By Jessa Gamble

 In the vast arboretum near my home, ducks clamor on pond shores as shrieking children throw bread. The bike path bustles with university students, and, in winter, the adjacent canal teems with skaters. But for me, any health benefits that accrue from a brisk walk in the park are—I’m convinced—counteracted by the stress of encountering an off-leash dog.

My profound discomfort with canines may not rise to the level of phobia, but it is usually enough to turn a pleasant experience into a trial. When I see a dog, I may abruptly take a wide detour, or turn around altogether. Nevertheless, while easy, this approach probably isn’t helping me overcome my fear. According to science, the best solution to my dog problem is more dogs.

Exposure therapy, a form of cognitive behavioral therapy, involves subjecting patients to increasing amounts of things they fear, or otherwise hope to avoid. It is one of the great success stories of mental health, and it’s not just for phobias. Research on cases of intense fear and even traumatic brain injury shows that for a number of problems, the only way out is through.

After a concussion, for instance, many people find themselves unable to work. Reading for any length of time kicks off bouts of dizziness and a bright light could bring on crashing headaches. Even thinking for any length of time is exhausting. Anything but sitting still and sheltering the mind feels like a dangerous activity. That aversion to pain is perfectly natural, but it can lead to a stalled-out recovery.
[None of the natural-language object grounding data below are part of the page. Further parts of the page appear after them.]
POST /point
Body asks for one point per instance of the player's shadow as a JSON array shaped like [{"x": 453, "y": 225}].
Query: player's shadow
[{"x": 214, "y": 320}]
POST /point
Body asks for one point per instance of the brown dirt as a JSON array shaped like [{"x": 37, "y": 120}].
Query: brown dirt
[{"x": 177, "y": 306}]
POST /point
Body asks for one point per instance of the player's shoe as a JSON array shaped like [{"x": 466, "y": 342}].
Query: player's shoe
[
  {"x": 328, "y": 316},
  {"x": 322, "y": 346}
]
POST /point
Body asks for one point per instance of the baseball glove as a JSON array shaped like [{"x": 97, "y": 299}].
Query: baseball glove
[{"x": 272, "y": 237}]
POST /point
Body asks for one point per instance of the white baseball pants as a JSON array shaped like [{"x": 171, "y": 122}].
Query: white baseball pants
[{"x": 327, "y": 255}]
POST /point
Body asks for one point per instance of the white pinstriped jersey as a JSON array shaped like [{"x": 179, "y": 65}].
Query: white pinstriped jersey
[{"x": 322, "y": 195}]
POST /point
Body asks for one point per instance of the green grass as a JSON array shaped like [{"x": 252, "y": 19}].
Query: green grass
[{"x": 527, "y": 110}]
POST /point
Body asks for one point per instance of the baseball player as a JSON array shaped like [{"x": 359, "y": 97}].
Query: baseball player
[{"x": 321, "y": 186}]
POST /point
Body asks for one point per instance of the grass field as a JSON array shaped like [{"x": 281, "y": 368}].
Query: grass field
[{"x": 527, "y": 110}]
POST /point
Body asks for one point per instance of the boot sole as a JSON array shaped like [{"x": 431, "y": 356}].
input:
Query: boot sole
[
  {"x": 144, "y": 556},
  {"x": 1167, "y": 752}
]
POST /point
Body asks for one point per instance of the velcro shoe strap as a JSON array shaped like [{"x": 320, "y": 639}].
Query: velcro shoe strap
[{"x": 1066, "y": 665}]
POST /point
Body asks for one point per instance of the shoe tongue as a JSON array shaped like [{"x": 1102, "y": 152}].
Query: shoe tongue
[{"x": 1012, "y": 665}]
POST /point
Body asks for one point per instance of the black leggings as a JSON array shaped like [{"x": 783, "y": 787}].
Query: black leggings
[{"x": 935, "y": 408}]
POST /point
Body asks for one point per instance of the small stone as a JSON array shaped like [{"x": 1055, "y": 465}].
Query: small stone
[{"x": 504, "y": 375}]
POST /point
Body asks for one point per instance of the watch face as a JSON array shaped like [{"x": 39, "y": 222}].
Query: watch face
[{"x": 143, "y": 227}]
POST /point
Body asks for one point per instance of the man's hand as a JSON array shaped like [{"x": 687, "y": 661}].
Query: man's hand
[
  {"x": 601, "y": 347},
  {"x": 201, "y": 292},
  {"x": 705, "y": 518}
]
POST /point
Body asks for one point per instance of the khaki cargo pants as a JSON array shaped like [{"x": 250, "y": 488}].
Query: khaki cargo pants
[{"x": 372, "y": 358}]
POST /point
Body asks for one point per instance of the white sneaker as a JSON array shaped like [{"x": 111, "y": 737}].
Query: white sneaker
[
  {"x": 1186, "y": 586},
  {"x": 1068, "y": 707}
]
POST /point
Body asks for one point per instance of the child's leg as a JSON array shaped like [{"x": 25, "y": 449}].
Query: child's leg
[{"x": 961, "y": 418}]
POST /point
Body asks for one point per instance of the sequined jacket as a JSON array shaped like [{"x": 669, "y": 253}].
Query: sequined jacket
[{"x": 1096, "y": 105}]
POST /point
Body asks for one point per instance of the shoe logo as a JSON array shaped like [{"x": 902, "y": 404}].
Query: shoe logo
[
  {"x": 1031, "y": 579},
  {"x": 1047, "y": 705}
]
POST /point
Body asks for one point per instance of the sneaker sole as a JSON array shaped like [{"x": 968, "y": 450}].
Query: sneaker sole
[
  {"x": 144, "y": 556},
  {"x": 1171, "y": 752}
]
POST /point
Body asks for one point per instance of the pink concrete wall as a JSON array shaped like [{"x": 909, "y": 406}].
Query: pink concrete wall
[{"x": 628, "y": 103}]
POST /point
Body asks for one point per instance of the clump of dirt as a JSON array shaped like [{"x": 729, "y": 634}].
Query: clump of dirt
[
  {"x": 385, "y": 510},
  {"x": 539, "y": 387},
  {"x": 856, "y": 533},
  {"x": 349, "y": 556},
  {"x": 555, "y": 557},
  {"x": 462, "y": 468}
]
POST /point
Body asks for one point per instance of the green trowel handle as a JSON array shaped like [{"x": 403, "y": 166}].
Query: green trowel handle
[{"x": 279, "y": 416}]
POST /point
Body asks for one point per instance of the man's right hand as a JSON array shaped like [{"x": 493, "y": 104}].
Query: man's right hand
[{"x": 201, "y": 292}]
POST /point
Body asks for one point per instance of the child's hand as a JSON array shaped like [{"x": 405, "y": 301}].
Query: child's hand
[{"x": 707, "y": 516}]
Though the vast majority of concussion sufferers are fully recovered within three months or so, a “miserable minority”—5 percent or so—have persistent, debilitating symptoms. Long-term follow up shows no improvement, and even deterioration years down the road. Until recently there was no proven treatment for this seemingly permanent damage to quality of life.

The best treatment for overcoming concussions is a type of cognitive-behavioral therapy that includes going back to work for a longer workday each week, and exercising with progressively greater intensity, even if one’s symptoms come roaring back with a vengeance. Only by pushing through the misery, it seems, can the brain get back to its normal activities.

Exposure therapy is also a highly effective tool for overcoming post-traumatic stress. Reliving the battlefield from the safety of a peacetime environment has been shown to gradually remove the expectation of harm from the memory.

Ethically, for both concussions and PTSD, however, a treatment that consists of suffering is a tough sell for doctors, who have taken an oath not to do harm. The approach is one of the most underutilized treatments for PTSD, because psychologists are deeply uncomfortable with re-traumatizing their patients. And exposure therapy also holds little appeal in the short run for patients. For a concussion-sufferer, seeking out more pain feels like exactly the wrong thing to do.

Of course, many other medical treatments are also painful, and the long-term benefits are considered worth the trade-off. But in the case of exposure therapy, there is no palliative option—no anesthetic or painkiller—because the discomfort is not a side effect, it’s the main event.

Recently, a more palatable route has been introduced with virtual reality. The Virtual Reality Medical Center in San Diego, for example, offers VR therapy for all manner of fears. Heights, driving, needles and blood, spiders, enclosed spaces—you name it, they treat it. First steps in traditional phobia treatment sometimes involve imagining fearful scenarios, but a patient’s mind is naturally resistant to those thoughts and will go to some lengths to avoid fleshing out terrifying visions. Virtual reality scenarios have proved useful in social phobias, wherein patients have a debilitating fear of interacting with other people.

For social phobias, exposure therapy in the real world is hard to control, because social interactions are so complex and unpredictable. A course of virtual-reality therapy will lead the patient through a number of exercises. First they might have to approach someone on the street or walk into a party where people turn to look at them. Finally, they might have to greet guests and—one of the most common of all fears—give a speech.

The practical drawback of virtual-reality therapy is that immersive environments are expensive to create and phobias come in many varieties. If someone has a paralyzing fear of paperclips, they are unlikely to find an off-the-shelf exposure program to treat them. That’s why others are turning to augmented reality, where the real, physical world is supplemented by input—either visual or audio—from a computer.

A head-up display screen that a patient looks through, for instance, can simply overlay a real-world environment with progressively closer-moving images of that patient’s feared object. Children who fear cockroaches can build up their courage until those insects appear to be walking all over their hands. Augmented reality treatment seems to be as effective long term for small animal phobias as actual exposure to those animals.

Only 8 percent of phobia sufferers seek professional help for it, and fear of the treatment itself may be part of that. I am unlikely to subject myself to any more dogs than I already encounter in a given day, though a computerized dog sounds just about manageable. If some newer treatments are more humane, others still turn to that old maxim: No pain, no gain.